We had an argument not too long ago and it is amazing how if I'm not defensive and a smartelic.. how soft his spirit is. He has to be defensive in arguments because I'm immediately defensive. I am the spark of heated arguments-- and that was a tough pill to swallow! But Jesus has been helping me be softer... slow to anger.. not full of wrath. Jesus, help us to respect our husbands and handle disagreements with a cool head. Help us to be slow to anger. Fill our hearts so full of love that there's no room for wrath, bitterness, and strife.
We must be adamant about building our husbands up. Encouraging him. Loving him. Respecting him. We want him to be respected in the city- and it starts with US. We teach people how to treat us and we will teach people how to treat our husbands. It all starts at home. This world is a tough world. Your husband is tossed around by the waves of life all day--- when he comes home, we should be his refuge.. his peace.. his safe spot from the weight he carries around.

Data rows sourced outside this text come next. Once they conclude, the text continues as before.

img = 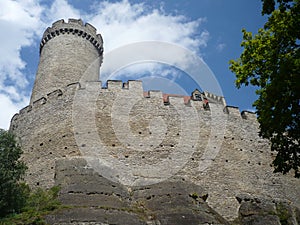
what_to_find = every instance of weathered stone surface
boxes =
[10,20,300,223]
[47,158,228,225]
[236,195,299,225]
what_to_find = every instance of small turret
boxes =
[30,19,103,103]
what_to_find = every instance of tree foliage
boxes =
[230,0,300,177]
[0,129,29,217]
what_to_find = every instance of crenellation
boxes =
[10,19,300,224]
[106,80,123,90]
[224,105,241,118]
[19,105,32,114]
[204,91,226,106]
[68,18,82,25]
[47,89,63,100]
[148,90,163,100]
[32,97,47,108]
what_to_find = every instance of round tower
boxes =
[30,19,103,103]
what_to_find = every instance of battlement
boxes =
[40,19,103,55]
[12,80,256,125]
[204,91,226,106]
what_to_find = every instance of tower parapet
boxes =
[30,19,103,103]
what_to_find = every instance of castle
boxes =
[10,19,300,224]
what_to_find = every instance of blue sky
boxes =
[0,0,266,129]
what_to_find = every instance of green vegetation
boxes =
[230,0,300,177]
[0,187,63,225]
[0,129,62,225]
[0,129,29,218]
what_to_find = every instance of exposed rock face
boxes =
[236,196,300,225]
[47,158,228,225]
[10,19,300,224]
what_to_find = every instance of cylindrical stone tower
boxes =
[30,19,103,104]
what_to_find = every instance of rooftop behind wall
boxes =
[30,19,103,103]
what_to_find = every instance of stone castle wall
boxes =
[11,81,300,219]
[30,19,103,103]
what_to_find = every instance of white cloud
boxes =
[89,0,209,52]
[0,0,45,129]
[0,0,209,128]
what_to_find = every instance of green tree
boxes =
[0,129,29,217]
[230,0,300,177]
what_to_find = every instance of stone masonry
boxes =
[10,19,300,224]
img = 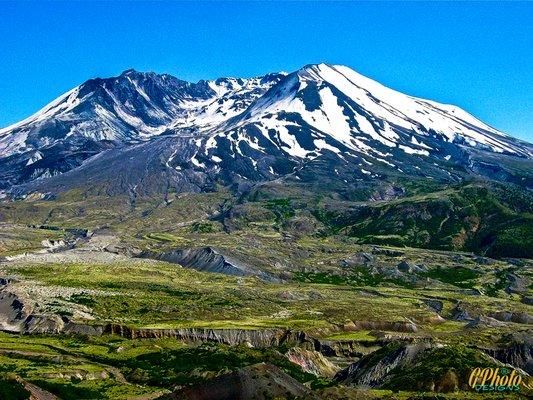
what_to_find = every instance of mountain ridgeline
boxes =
[0,64,533,257]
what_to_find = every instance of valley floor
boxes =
[0,224,533,399]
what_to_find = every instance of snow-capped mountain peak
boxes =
[0,63,533,192]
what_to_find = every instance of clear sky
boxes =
[0,0,533,142]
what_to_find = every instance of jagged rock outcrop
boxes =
[139,247,279,282]
[335,343,432,387]
[285,347,339,378]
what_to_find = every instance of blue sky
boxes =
[0,1,533,141]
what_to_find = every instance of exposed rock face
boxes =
[335,343,431,387]
[140,247,279,281]
[345,321,418,332]
[340,252,374,267]
[465,316,505,329]
[160,364,313,400]
[424,299,443,313]
[286,347,339,378]
[103,324,288,347]
[490,311,533,324]
[481,331,533,375]
[397,261,427,274]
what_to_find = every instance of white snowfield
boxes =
[0,64,532,168]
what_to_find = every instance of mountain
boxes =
[0,64,533,196]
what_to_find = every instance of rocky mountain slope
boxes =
[0,64,533,195]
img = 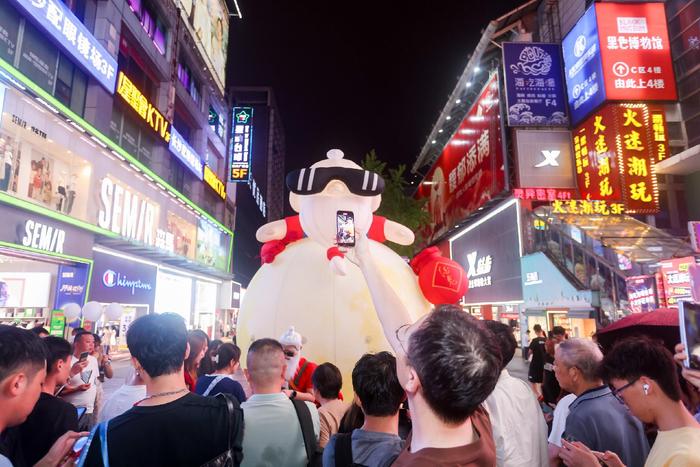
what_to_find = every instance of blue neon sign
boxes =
[562,5,605,124]
[12,0,117,94]
[168,126,204,180]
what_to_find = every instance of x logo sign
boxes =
[535,150,561,168]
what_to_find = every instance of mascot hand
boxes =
[260,240,286,264]
[411,247,468,305]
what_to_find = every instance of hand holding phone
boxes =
[335,211,355,246]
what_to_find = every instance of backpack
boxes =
[334,432,399,467]
[290,399,323,467]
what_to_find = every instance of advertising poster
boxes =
[502,42,569,126]
[416,74,505,241]
[450,201,523,304]
[626,276,657,313]
[561,6,605,124]
[659,256,695,308]
[196,218,229,271]
[53,264,89,310]
[595,2,677,101]
[90,251,156,308]
[573,104,659,214]
[178,0,229,93]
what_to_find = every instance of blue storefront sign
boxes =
[11,0,117,94]
[53,264,89,310]
[562,5,605,125]
[503,42,569,126]
[90,251,157,309]
[168,126,204,180]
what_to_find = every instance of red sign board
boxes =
[659,256,695,308]
[595,2,677,101]
[416,75,505,241]
[574,104,666,214]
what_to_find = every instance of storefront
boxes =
[0,203,93,335]
[521,252,596,338]
[450,199,523,334]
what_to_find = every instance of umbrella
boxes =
[596,308,681,352]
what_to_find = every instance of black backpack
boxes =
[290,399,323,467]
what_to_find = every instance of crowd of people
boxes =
[0,232,700,467]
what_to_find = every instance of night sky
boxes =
[229,0,523,171]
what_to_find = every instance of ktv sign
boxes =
[562,2,677,124]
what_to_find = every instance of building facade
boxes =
[0,0,238,335]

God, help us to love our husbands the way he needs to be loved. Please help us to respect him, life him up, encourage him, praise him, and be there for him in every aspect. Help us to listen to his needs and his feelings. Help us to see his strong points as opposed to his weaknesses. Help us to pray for our husbands, every morning, every evening. Let him consistently be in our thoughts and our prayers. We love You, Jesus. Thank You for the gift of our husband. Thank You for trusting us with him!